Menurut Herlina, tak ada kendala khusus dalam pengolahan sagu beras, sebab selalu ada kerja sama dalam pembuatannya. Misalnya, laki-laki yang mencari sagu dan kaum perempuan yang mengukus hingga mengolah sagu menjadi beras.
"Semuanya ada kerjasama, baik suami istri atau laki-laki dan perempuan," ujar dia.
Baca Juga
Walaupun belum diperjualbelikan di pasaran, produk sagu beras sudah bisa dicicipi di sejumlah kabupaten di Papua dan Papua Bara. Misalnya, di Kabupaten Sorong Selatan, Serui, Jayapura dan Kota Jayapura.
Salah satu peneliti Sagu Papua, I Made Budi menyebutkan penelitian sagu untuk diubah menjadi panganan lain sudah berlangsung tiga tahun. Khusus untuk sagu beras, penelitian itu baru dilakukan dalam beberapa bulan terakhir.
"Kami masih melakukan pelatihan kepada masyarakat yang dibantu mesin pembuat beras dari Badan Pengkajian dan Penerapan Teknologi (BPPT)," kata Budi.
Menurut dia, sagu disiapkan masyarakat setempat. Sagu itu dicuci bersih, dikukus selama 30 menit dan digiling menjadi beras menggunakan alat beras analog dari BPPT.

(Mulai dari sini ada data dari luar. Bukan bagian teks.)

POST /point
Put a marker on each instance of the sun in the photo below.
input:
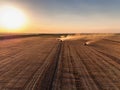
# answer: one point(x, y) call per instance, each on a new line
point(11, 18)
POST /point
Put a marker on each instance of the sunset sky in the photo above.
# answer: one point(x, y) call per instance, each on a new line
point(68, 16)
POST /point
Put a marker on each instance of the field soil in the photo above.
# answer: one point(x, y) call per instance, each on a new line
point(38, 63)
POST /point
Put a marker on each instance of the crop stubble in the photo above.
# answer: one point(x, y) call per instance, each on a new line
point(48, 64)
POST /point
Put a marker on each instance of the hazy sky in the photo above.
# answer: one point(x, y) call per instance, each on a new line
point(70, 15)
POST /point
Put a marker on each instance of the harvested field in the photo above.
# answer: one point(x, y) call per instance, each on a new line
point(37, 63)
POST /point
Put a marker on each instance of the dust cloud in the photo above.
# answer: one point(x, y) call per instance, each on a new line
point(89, 38)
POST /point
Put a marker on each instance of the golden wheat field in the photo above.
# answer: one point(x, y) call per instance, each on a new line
point(72, 62)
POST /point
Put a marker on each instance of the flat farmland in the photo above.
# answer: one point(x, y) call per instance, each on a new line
point(41, 63)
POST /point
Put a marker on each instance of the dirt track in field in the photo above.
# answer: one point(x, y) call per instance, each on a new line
point(38, 63)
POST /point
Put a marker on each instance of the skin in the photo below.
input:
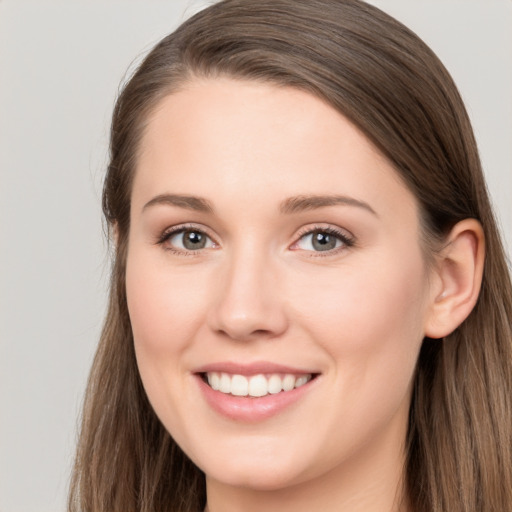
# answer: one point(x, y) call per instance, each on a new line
point(259, 291)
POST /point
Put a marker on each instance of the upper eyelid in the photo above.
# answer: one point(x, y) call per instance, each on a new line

"Harga alat per paketnya senilai Rp 125 juta. Biasanya per kelompok ada 10-12 orang dalam pengolahan sagu beras. Sampai saat ini sudah ada 10 kelompok yang menyebar di beberapa kabupaten di Provinsi Papua dan Papua Barat," ucap Budi.
Budi berharap dengan adanya sagu beras ini, sagu Papua bisa menjadi jaya. Di sisi lain, para peneliti tidak cepat jenuh karena pengembangan produk sagu beras memerlukan waktu untuk berproses.
"Pendampingan UKM ini tak bisa dilepas, masih terus berproses. Jika tahun pertama gagal, tahun kedua diharapkan tak gagal dan seterusnya," ujar Budi.